Aramark doesn’t disclose its per-meal cost, which it argues is proprietary information that would harm its business if competitors could see it. But as with food service anywhere, feeding prisoners is a thin-margin business. The spread between what taxpayers’ representatives will agree to pay Aramark and the amount it has to spend to meet the minimum nutrition, security, and food safety standards baked into its contracts is smaller in prison and sports stadium work than in the company’s other operations. Aramark’s most recent annual report notes that prison work provides “mid-single digit operating margins,” while healthcare and educational facilities contracts have “high-single digit operating margins.”
The thinner the margins, the greater the incentive to cut corners. The financial benefit lawmakers tout when they opt to privatize prison services “often doesn’t come from increased efficiencies, but instead comes from cutting costs and shifting money away from the service” to profits and executive salaries, privatization expert Shar Habibi has told ThinkProgress in the past.
The economics of privatized prison services convert individual incarcerated humans into the fulcrums on which companies like Aramark balance their books.

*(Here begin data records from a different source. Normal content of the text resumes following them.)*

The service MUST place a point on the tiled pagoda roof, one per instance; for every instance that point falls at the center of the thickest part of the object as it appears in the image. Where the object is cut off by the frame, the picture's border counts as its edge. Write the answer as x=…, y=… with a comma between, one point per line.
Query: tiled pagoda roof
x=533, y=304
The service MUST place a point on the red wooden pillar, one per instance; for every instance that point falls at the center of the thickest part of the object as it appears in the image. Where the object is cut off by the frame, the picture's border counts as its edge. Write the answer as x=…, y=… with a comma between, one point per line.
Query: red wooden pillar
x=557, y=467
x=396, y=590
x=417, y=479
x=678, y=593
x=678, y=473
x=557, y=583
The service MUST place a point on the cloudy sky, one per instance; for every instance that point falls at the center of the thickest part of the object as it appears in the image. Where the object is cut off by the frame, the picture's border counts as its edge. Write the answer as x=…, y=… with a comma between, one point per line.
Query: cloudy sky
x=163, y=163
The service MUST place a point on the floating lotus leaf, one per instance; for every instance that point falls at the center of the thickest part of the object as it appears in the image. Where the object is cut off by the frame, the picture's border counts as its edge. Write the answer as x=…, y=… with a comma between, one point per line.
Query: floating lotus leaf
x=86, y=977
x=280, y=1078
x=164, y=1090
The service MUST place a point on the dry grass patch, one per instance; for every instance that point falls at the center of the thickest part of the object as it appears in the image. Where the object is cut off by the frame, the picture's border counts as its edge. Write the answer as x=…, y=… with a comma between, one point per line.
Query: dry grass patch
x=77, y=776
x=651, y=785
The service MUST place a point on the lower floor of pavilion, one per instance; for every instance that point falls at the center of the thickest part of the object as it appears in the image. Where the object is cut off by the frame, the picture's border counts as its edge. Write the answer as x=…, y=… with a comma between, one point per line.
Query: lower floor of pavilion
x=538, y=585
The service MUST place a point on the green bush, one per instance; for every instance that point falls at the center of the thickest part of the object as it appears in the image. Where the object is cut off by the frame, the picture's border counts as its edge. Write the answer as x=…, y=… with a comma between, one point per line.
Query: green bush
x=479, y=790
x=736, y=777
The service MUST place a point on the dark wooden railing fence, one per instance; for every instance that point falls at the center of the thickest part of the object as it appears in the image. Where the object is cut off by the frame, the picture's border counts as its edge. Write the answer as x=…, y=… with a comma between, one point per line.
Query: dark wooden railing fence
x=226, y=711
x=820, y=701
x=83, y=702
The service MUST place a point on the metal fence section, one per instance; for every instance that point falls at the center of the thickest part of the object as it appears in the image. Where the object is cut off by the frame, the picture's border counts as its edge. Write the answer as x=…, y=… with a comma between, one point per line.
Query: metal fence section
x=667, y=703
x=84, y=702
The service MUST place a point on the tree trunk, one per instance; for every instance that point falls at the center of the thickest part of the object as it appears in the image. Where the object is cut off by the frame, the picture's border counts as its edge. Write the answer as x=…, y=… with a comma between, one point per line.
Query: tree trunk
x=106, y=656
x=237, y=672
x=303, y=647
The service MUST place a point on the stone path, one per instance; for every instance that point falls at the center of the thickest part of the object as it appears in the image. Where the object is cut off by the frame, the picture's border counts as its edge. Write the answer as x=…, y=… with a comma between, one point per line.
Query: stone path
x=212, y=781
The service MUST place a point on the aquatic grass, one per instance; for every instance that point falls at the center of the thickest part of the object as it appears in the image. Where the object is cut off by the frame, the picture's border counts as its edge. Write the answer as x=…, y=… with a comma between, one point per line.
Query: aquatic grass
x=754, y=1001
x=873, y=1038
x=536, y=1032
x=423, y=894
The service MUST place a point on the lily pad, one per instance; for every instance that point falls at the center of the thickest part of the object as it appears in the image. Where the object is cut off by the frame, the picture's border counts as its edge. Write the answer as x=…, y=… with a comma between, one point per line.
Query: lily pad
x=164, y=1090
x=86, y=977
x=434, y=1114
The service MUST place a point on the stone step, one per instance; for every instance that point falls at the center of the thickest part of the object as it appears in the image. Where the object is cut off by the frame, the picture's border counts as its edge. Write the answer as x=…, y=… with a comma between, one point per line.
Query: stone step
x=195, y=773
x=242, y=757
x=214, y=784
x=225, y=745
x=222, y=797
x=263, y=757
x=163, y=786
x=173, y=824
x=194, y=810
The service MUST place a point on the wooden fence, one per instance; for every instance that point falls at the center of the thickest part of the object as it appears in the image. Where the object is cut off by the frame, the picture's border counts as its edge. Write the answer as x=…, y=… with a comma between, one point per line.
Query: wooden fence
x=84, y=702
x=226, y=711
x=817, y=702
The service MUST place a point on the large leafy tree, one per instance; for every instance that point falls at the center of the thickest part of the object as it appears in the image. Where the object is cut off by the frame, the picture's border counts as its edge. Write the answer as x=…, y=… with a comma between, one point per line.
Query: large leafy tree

Turning prisons into profit centers thereby makes a mockery of the original purpose of incarceration: To repay society, achieve penitence, and grow into a person who will abide by the law upon release.
Many members of the worldwide institution that Francis heads are working hard to return the U.S. prison system to that original societal function. Both Catholic and interfaith groups have long agitated against the death penalty, and in recent years their critique has expanded to include opposition to life sentences and solitary confinement. The goal is to return to “restorative justice,” as many faith activists label it, instead of the exploitative model of incarceration produced by years of privatization and funding cuts.

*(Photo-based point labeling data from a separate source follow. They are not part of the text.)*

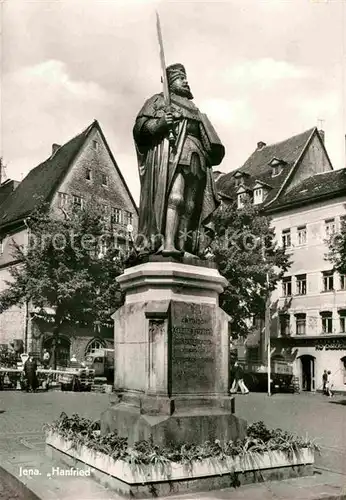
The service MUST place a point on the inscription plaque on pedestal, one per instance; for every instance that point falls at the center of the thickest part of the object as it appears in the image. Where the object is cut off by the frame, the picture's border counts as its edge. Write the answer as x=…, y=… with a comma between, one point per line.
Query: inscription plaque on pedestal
x=193, y=348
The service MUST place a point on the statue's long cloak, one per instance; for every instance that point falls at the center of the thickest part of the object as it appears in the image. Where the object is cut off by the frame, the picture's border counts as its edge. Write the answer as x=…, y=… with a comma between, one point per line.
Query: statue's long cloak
x=157, y=163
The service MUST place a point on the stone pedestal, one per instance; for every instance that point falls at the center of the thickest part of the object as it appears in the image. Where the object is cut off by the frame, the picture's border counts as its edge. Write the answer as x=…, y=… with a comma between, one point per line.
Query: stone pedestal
x=171, y=343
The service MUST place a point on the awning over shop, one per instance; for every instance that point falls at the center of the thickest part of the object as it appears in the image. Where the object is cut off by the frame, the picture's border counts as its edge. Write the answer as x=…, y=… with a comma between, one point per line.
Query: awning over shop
x=332, y=342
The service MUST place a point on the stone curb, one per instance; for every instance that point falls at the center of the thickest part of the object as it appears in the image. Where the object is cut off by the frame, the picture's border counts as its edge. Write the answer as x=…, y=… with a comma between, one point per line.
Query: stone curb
x=21, y=489
x=32, y=489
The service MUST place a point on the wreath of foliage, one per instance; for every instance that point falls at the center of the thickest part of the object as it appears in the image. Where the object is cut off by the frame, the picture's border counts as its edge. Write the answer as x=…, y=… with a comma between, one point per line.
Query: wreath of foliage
x=259, y=440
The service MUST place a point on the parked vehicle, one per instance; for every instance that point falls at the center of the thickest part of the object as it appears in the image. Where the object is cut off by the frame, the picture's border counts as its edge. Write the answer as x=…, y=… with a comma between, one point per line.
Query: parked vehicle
x=281, y=375
x=102, y=362
x=76, y=379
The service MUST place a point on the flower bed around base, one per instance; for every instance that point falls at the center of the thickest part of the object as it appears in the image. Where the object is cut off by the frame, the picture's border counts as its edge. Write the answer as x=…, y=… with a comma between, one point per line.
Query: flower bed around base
x=145, y=462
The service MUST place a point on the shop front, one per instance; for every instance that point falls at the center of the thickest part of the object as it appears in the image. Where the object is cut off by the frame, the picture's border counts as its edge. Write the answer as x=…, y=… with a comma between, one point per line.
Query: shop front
x=313, y=355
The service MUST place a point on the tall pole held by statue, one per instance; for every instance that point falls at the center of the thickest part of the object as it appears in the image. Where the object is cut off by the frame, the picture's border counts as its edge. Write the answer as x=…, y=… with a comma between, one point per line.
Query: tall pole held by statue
x=166, y=94
x=267, y=320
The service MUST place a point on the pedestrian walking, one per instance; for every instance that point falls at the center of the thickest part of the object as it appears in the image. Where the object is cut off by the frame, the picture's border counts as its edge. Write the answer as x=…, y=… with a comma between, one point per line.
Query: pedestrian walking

Systems that actually provide rehabilitation — and reduce recidivism rates — have been scorched by budget fighting and tough-on-crime political rhetoric. Spending cuts have shrunk prisoner re-entry programs across the country, exacerbating recidivism risk for people who already face massive obstacles to getting a job after release.
Federal higher-education dollars have been legislatively banned from prisons since the 1990s, and the Obama administration’s decision this summer to use executive authority to restore Pell Grants to prisoners on a small-scale pilot basis made headlines. Prison workshops that theoretically equip inmates to find lawful work upon release have been exploited as free-labor profit centers by unscrupulous prison employees.
The most public face associated with the faith community’s criticisms of the perversion of the U.S. prison system is Francis’. Giant crowds and public speeches may prove the most memorable pieces of his visit to the States, but September’s face-to-face encounter between the American prison industry and the Pope may be the most significant.
The marginal returns of Aramark’s pope merchandising pop-up and the accompanying online store are unclear. The company did not respond to multiple calls seeking comment.